This will take the Dillon Taylor shooting off of the front page.
Darrien Hunt’s family says it can figure only one reason that Saratoga Springs police would shoot to death a “timid” 22-year-old in the back, even if he had what they call a “toy” sword: He was black, and treated with extra suspicion because of it.
“It’s difficult to make any sense out of the situation any other way,” said Cindy Moss, the aunt of Hunt and acting family spokeswoman, on Saturday.
Saratoga Springs police issued a written statement saying claims that its officers’ actions were a result of Hunt’s race “are completely unfounded and speculative. Our officers responded to a call for service and addressed the situation that was presented to them.”
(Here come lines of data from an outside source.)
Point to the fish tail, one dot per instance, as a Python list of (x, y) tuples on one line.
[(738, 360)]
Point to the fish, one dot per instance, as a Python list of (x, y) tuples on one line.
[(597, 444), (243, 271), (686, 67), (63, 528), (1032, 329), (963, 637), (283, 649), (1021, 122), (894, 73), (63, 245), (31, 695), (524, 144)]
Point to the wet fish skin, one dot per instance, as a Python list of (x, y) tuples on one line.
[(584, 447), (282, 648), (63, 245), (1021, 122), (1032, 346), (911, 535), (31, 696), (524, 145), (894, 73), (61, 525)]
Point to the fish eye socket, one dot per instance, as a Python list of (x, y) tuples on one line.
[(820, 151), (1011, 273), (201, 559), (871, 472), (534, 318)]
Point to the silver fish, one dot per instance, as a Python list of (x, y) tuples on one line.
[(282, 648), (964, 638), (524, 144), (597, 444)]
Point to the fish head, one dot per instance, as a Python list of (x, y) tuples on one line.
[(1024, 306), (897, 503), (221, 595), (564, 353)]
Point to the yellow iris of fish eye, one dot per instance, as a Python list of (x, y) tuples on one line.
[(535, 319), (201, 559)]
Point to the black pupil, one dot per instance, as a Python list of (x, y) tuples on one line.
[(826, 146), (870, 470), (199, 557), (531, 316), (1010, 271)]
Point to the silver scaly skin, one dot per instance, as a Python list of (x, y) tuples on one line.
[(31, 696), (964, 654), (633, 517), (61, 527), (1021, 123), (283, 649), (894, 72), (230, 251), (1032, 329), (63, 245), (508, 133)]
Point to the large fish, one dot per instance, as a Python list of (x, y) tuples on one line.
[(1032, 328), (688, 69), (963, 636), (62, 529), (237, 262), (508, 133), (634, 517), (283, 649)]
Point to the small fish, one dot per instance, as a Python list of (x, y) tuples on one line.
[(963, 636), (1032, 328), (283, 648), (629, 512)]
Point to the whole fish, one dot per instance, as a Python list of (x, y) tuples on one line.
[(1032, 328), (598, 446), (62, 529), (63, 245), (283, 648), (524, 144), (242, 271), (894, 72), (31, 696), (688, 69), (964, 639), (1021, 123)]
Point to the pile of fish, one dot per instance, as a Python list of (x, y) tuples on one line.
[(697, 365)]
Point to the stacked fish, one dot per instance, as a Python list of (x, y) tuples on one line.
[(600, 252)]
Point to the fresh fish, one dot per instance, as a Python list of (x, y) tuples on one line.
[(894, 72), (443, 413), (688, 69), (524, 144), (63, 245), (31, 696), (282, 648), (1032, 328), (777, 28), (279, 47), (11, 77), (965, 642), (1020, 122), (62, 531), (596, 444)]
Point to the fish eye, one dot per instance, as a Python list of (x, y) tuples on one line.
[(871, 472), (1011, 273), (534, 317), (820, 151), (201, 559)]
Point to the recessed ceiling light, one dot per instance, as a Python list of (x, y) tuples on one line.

The Utah County Attorney’s Office, which is investigating the incident, also issued a statement saying, “There is currently no indication that race played any role in the confrontation.”
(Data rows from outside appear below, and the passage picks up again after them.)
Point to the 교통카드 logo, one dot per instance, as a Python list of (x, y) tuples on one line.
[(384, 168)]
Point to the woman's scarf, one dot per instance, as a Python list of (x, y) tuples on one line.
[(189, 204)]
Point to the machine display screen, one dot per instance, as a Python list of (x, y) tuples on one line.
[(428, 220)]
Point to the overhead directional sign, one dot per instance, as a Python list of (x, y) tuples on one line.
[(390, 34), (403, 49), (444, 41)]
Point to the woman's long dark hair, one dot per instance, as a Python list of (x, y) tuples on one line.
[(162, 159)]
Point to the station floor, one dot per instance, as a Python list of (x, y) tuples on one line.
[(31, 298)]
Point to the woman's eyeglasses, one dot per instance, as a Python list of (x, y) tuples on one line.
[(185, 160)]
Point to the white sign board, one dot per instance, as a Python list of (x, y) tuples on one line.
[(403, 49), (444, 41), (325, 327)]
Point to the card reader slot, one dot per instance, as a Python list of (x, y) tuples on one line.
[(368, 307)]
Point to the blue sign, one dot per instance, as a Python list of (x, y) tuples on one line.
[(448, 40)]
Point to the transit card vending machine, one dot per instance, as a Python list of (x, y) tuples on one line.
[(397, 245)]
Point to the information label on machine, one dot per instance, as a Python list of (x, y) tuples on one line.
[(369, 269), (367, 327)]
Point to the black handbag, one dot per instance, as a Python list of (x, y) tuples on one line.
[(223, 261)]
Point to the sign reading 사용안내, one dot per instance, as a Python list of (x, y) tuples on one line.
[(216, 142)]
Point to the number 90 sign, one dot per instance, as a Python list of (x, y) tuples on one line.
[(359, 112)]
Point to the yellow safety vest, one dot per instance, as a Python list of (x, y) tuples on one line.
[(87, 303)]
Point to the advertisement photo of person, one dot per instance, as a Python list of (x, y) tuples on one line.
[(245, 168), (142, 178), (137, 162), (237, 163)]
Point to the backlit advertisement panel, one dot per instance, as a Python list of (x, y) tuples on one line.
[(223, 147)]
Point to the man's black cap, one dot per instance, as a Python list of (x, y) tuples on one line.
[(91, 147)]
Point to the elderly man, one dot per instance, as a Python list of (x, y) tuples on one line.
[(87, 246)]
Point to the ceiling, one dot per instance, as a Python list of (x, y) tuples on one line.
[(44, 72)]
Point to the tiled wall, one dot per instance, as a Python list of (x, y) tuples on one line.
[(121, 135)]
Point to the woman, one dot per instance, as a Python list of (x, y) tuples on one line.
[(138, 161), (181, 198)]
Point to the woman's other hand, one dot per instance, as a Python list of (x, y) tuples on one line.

The family’s assertion comes amid still-ongoing protests in Ferguson, Mo., over the police shooting of an unarmed young black man — and cries that blacks are still treated differently by law enforcement. But it also comes as former Saratoga Springs Mayor Mia Love is the favorite to become the first black Republican woman ever elected to Congress.
Hunt was the son of a white mother and a black father. Moss, a white aunt, said she has tended not to believe stories by her sister’s family of mistreatment of blacks in today’s world, “and I don’t like it when the race card is played. It’s easy for us as whites to dismiss it.”
But Moss says her view changed in recent days as the family has tried to figure out what happened in the shooting, and she watched personally how some of her black nephews and nieces are treated.